The seven-bill plan, Senate Bills 70-76, would enable victims of domestic abuse, sexual assault, stalking or human trafficking to obtain a confidential address for official documents, such as a driver license, and mail correspondence to help protect them from their past offenders. Theis’ bill would allow participants to obtain a state identification card with the program’s designated address.
• SB 70, sponsored by Sen. Ruth Johnson, R-Holly, would establish the Address Confidentiality Program Act to prohibit the disclosure of the personal information of survivors of domestic abuse and sexual assault.
• SB 71, sponsored by Sen. Tom Barrett, R-Charlotte, would prohibit an abuse or assault survivor’s voter information from being disclosed.
• SB 72, sponsored by Johnson, would prohibit schools from discussing records with parents if such disclosure is not permitted under a personal protection order.
• SB 73, sponsored by Sen. Stephanie Chang, D-Detroit, would enable victims of domestic abuse, sexual assault, stalking or human trafficking who are a part of the program to obtain a driver license with a designated address.
• SB 74, sponsored by Sen.

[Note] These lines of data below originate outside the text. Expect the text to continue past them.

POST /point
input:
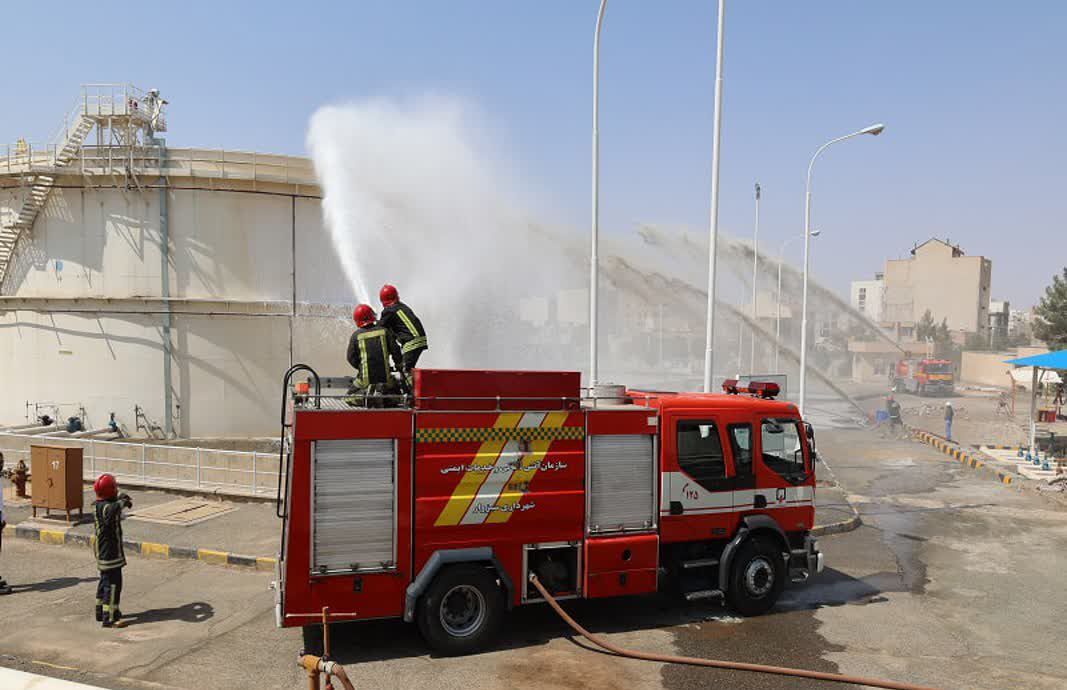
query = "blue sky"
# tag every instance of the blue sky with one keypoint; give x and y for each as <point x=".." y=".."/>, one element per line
<point x="973" y="95"/>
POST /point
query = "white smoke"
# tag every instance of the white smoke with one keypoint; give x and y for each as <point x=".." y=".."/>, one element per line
<point x="414" y="196"/>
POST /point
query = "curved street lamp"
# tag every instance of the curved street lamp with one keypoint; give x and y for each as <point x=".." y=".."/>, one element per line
<point x="874" y="130"/>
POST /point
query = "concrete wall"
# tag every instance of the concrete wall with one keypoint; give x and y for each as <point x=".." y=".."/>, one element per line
<point x="988" y="368"/>
<point x="100" y="247"/>
<point x="953" y="287"/>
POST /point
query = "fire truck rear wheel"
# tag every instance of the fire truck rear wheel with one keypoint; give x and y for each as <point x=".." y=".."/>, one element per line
<point x="462" y="609"/>
<point x="757" y="577"/>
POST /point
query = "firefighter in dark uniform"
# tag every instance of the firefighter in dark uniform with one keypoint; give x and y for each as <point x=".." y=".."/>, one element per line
<point x="110" y="558"/>
<point x="369" y="351"/>
<point x="405" y="326"/>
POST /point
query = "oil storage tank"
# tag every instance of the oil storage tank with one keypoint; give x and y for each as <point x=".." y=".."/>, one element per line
<point x="169" y="286"/>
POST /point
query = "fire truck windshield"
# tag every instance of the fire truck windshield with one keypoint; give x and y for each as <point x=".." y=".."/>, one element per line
<point x="782" y="449"/>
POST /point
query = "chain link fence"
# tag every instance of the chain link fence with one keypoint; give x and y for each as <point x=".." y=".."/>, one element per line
<point x="207" y="469"/>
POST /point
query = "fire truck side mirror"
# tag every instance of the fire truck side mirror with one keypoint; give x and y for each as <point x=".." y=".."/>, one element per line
<point x="810" y="432"/>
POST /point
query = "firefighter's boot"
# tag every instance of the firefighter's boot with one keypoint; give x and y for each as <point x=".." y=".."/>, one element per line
<point x="113" y="618"/>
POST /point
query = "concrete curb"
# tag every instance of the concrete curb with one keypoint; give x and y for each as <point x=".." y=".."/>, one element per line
<point x="145" y="549"/>
<point x="957" y="452"/>
<point x="837" y="528"/>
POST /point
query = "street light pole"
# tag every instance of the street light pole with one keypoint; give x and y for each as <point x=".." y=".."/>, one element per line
<point x="593" y="259"/>
<point x="755" y="263"/>
<point x="874" y="130"/>
<point x="714" y="231"/>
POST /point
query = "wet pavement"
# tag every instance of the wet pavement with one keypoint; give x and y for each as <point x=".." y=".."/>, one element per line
<point x="952" y="581"/>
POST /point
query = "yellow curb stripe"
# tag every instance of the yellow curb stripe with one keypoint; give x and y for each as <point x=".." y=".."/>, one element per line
<point x="155" y="550"/>
<point x="51" y="536"/>
<point x="266" y="563"/>
<point x="216" y="558"/>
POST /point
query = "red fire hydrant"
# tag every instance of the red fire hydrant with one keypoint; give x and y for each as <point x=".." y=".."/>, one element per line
<point x="19" y="477"/>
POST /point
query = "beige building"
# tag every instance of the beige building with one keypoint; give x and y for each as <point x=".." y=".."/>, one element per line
<point x="940" y="277"/>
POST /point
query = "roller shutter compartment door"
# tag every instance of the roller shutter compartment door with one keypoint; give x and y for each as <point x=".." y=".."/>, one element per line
<point x="622" y="483"/>
<point x="354" y="502"/>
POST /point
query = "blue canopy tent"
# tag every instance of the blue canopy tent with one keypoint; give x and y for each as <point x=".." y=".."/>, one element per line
<point x="1048" y="360"/>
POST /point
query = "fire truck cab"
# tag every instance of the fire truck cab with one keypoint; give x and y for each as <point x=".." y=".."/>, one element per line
<point x="923" y="376"/>
<point x="438" y="510"/>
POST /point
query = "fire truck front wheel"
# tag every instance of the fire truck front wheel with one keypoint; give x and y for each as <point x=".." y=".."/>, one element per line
<point x="462" y="609"/>
<point x="757" y="577"/>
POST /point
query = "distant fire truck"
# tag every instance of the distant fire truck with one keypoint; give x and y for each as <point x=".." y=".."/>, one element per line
<point x="440" y="509"/>
<point x="923" y="376"/>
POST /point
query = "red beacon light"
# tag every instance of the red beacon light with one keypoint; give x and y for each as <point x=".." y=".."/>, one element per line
<point x="764" y="389"/>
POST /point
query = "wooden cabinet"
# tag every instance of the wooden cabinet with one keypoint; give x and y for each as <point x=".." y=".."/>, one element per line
<point x="57" y="479"/>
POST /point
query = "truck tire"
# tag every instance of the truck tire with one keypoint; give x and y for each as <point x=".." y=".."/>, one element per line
<point x="757" y="577"/>
<point x="461" y="611"/>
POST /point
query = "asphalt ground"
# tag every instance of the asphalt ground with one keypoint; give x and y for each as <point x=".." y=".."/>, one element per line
<point x="951" y="581"/>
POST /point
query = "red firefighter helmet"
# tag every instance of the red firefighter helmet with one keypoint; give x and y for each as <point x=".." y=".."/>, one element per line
<point x="388" y="295"/>
<point x="363" y="316"/>
<point x="106" y="486"/>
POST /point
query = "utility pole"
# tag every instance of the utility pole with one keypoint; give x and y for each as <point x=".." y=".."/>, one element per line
<point x="714" y="230"/>
<point x="755" y="266"/>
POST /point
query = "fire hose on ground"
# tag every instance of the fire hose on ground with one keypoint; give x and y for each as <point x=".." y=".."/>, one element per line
<point x="715" y="663"/>
<point x="317" y="667"/>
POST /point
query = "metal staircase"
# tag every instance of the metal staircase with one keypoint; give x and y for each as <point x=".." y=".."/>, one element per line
<point x="37" y="191"/>
<point x="125" y="119"/>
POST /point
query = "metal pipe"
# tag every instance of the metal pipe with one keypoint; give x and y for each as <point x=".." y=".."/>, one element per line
<point x="164" y="253"/>
<point x="1032" y="428"/>
<point x="92" y="432"/>
<point x="32" y="431"/>
<point x="593" y="258"/>
<point x="714" y="230"/>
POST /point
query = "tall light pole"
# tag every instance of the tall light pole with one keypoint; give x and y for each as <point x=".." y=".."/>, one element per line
<point x="593" y="259"/>
<point x="714" y="231"/>
<point x="755" y="265"/>
<point x="874" y="130"/>
<point x="778" y="317"/>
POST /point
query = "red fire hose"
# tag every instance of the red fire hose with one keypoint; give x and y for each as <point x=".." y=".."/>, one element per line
<point x="732" y="666"/>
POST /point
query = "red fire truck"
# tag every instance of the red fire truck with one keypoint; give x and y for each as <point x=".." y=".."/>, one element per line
<point x="923" y="376"/>
<point x="439" y="509"/>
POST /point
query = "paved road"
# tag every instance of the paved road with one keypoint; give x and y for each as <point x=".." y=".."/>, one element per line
<point x="952" y="582"/>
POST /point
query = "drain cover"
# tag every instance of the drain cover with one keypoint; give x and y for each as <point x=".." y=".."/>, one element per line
<point x="184" y="511"/>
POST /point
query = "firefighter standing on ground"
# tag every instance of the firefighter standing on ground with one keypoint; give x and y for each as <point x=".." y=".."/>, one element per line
<point x="369" y="351"/>
<point x="405" y="327"/>
<point x="893" y="412"/>
<point x="110" y="558"/>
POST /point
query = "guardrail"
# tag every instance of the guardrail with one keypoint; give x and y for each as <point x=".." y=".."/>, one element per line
<point x="180" y="162"/>
<point x="206" y="469"/>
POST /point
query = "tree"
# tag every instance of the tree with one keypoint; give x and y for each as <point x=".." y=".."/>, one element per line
<point x="1051" y="322"/>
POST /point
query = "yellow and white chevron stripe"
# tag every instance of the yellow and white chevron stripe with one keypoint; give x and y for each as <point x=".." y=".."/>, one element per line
<point x="480" y="496"/>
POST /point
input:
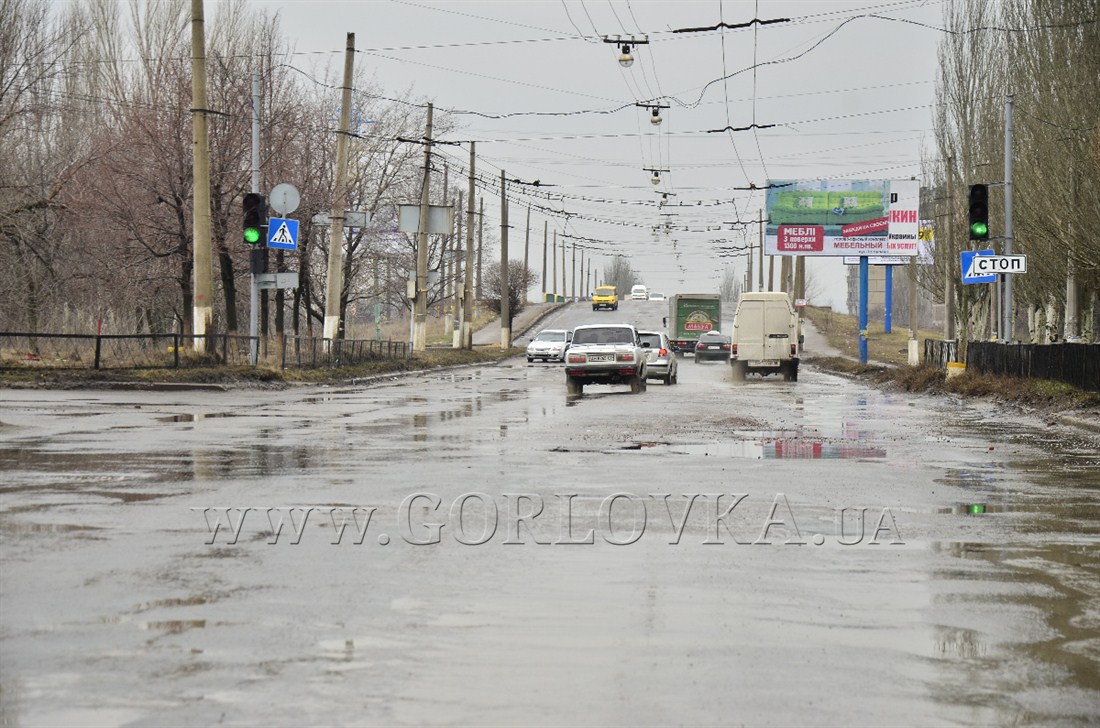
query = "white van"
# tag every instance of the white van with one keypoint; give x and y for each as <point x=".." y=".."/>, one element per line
<point x="766" y="338"/>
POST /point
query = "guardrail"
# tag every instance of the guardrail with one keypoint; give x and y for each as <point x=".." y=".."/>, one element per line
<point x="78" y="351"/>
<point x="1076" y="364"/>
<point x="937" y="352"/>
<point x="305" y="352"/>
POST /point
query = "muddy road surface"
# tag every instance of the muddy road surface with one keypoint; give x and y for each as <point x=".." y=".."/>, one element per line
<point x="471" y="547"/>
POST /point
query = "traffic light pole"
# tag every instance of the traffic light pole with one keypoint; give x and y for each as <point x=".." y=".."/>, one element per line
<point x="1008" y="330"/>
<point x="254" y="287"/>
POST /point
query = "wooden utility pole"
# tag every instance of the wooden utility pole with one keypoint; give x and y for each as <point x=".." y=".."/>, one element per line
<point x="505" y="297"/>
<point x="202" y="276"/>
<point x="333" y="288"/>
<point x="468" y="278"/>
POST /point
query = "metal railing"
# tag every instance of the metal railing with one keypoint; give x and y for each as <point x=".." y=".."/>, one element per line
<point x="306" y="352"/>
<point x="1076" y="364"/>
<point x="938" y="352"/>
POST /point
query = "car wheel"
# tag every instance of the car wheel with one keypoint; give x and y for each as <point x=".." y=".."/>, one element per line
<point x="738" y="368"/>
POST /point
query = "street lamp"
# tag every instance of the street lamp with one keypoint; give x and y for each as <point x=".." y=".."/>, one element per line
<point x="626" y="59"/>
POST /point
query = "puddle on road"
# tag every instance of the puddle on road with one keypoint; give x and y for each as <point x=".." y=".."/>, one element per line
<point x="770" y="445"/>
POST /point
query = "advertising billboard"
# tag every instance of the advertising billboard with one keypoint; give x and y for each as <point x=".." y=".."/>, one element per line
<point x="843" y="217"/>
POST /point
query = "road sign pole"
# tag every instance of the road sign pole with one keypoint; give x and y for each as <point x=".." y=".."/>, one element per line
<point x="888" y="318"/>
<point x="862" y="309"/>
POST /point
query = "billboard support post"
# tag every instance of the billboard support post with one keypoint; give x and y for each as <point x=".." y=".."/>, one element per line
<point x="862" y="309"/>
<point x="888" y="317"/>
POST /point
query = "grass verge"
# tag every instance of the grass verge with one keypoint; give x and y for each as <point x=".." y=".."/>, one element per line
<point x="249" y="376"/>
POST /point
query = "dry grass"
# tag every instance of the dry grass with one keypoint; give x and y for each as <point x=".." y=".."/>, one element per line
<point x="842" y="331"/>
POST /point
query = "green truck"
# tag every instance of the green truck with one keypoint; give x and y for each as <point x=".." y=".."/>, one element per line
<point x="691" y="316"/>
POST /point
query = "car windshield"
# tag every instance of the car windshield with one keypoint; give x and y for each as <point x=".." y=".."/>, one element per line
<point x="608" y="335"/>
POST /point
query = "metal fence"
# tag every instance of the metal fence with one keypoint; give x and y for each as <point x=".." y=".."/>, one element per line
<point x="937" y="352"/>
<point x="1076" y="364"/>
<point x="305" y="352"/>
<point x="77" y="351"/>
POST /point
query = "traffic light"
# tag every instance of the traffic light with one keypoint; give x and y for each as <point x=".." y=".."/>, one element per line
<point x="255" y="211"/>
<point x="979" y="212"/>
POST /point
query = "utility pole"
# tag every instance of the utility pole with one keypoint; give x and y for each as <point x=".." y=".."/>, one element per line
<point x="505" y="293"/>
<point x="1008" y="328"/>
<point x="202" y="276"/>
<point x="334" y="284"/>
<point x="420" y="304"/>
<point x="527" y="250"/>
<point x="572" y="267"/>
<point x="253" y="287"/>
<point x="459" y="294"/>
<point x="481" y="243"/>
<point x="949" y="260"/>
<point x="553" y="258"/>
<point x="760" y="218"/>
<point x="468" y="278"/>
<point x="563" y="288"/>
<point x="446" y="260"/>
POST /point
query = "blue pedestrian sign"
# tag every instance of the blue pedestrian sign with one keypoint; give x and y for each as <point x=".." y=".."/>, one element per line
<point x="966" y="260"/>
<point x="283" y="233"/>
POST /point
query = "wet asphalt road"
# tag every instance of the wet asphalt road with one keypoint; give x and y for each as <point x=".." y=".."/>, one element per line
<point x="114" y="609"/>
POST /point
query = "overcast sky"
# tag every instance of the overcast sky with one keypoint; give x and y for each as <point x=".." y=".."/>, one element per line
<point x="849" y="96"/>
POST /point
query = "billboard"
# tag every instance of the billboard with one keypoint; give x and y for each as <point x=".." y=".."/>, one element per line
<point x="843" y="217"/>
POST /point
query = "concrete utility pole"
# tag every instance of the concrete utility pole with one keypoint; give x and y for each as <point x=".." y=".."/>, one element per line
<point x="1071" y="330"/>
<point x="527" y="250"/>
<point x="334" y="285"/>
<point x="468" y="279"/>
<point x="505" y="302"/>
<point x="546" y="225"/>
<point x="949" y="260"/>
<point x="563" y="288"/>
<point x="446" y="260"/>
<point x="481" y="241"/>
<point x="420" y="313"/>
<point x="572" y="267"/>
<point x="201" y="276"/>
<point x="553" y="258"/>
<point x="760" y="218"/>
<point x="1008" y="328"/>
<point x="253" y="287"/>
<point x="459" y="296"/>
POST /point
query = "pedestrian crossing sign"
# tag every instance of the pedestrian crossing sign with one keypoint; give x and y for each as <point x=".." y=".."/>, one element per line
<point x="283" y="234"/>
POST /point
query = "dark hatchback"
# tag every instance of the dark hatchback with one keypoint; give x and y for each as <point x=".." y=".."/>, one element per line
<point x="713" y="345"/>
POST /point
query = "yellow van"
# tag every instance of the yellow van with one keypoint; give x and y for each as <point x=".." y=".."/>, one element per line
<point x="605" y="297"/>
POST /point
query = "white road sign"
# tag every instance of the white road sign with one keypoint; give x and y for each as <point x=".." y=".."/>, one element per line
<point x="991" y="264"/>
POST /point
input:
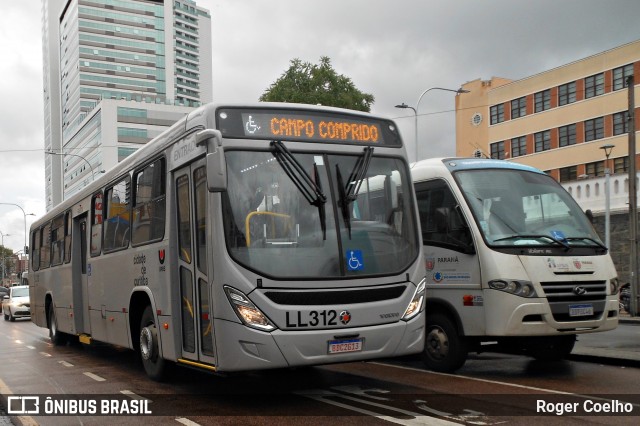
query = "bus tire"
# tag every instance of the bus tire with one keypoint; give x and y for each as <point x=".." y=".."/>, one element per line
<point x="445" y="350"/>
<point x="554" y="348"/>
<point x="57" y="337"/>
<point x="154" y="364"/>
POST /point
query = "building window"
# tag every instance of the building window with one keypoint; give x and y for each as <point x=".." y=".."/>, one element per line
<point x="620" y="76"/>
<point x="594" y="129"/>
<point x="567" y="93"/>
<point x="497" y="114"/>
<point x="497" y="150"/>
<point x="567" y="135"/>
<point x="620" y="123"/>
<point x="568" y="173"/>
<point x="621" y="165"/>
<point x="542" y="100"/>
<point x="543" y="140"/>
<point x="519" y="146"/>
<point x="595" y="169"/>
<point x="594" y="86"/>
<point x="519" y="107"/>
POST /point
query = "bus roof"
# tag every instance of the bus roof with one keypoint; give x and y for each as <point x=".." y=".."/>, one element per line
<point x="428" y="168"/>
<point x="198" y="119"/>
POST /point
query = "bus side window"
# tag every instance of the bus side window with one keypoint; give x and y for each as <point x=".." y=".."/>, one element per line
<point x="149" y="211"/>
<point x="35" y="250"/>
<point x="96" y="224"/>
<point x="67" y="237"/>
<point x="57" y="240"/>
<point x="440" y="218"/>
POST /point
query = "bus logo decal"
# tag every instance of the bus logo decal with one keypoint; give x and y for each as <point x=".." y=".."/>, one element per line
<point x="430" y="263"/>
<point x="580" y="291"/>
<point x="355" y="260"/>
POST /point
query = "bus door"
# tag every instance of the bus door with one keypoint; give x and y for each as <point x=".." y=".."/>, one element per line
<point x="79" y="244"/>
<point x="195" y="292"/>
<point x="453" y="266"/>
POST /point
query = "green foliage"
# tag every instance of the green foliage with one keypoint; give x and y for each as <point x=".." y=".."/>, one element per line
<point x="307" y="83"/>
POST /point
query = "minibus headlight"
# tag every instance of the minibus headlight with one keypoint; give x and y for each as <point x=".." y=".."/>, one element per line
<point x="417" y="302"/>
<point x="614" y="285"/>
<point x="515" y="287"/>
<point x="248" y="313"/>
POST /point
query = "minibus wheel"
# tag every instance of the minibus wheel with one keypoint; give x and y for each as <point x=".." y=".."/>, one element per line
<point x="57" y="337"/>
<point x="444" y="349"/>
<point x="154" y="364"/>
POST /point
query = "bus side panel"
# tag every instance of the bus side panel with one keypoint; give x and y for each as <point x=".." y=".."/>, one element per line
<point x="37" y="293"/>
<point x="455" y="278"/>
<point x="109" y="297"/>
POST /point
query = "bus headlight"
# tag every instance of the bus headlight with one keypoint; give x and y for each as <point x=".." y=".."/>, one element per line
<point x="417" y="302"/>
<point x="248" y="313"/>
<point x="516" y="287"/>
<point x="614" y="285"/>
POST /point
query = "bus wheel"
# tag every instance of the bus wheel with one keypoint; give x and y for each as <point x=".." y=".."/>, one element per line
<point x="57" y="337"/>
<point x="444" y="349"/>
<point x="554" y="348"/>
<point x="153" y="363"/>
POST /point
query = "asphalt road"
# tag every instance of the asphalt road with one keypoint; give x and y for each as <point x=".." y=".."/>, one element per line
<point x="490" y="389"/>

Erica Geiss, D-Taylor, would enable program participants to be issued enhanced driver licenses and state personal ID cards with a designated address.
• SB 75, sponsored by Theis, would allow participants to obtain a state identification card with the program’s designated address.
• SB 76, sponsored by Sen. Kim LaSata, R-Bainbridge Township, would exempt participants from jury duty.
Michigan would join 38 states with similar laws if the plan is enacted.
The bills have been referred to committee for consideration.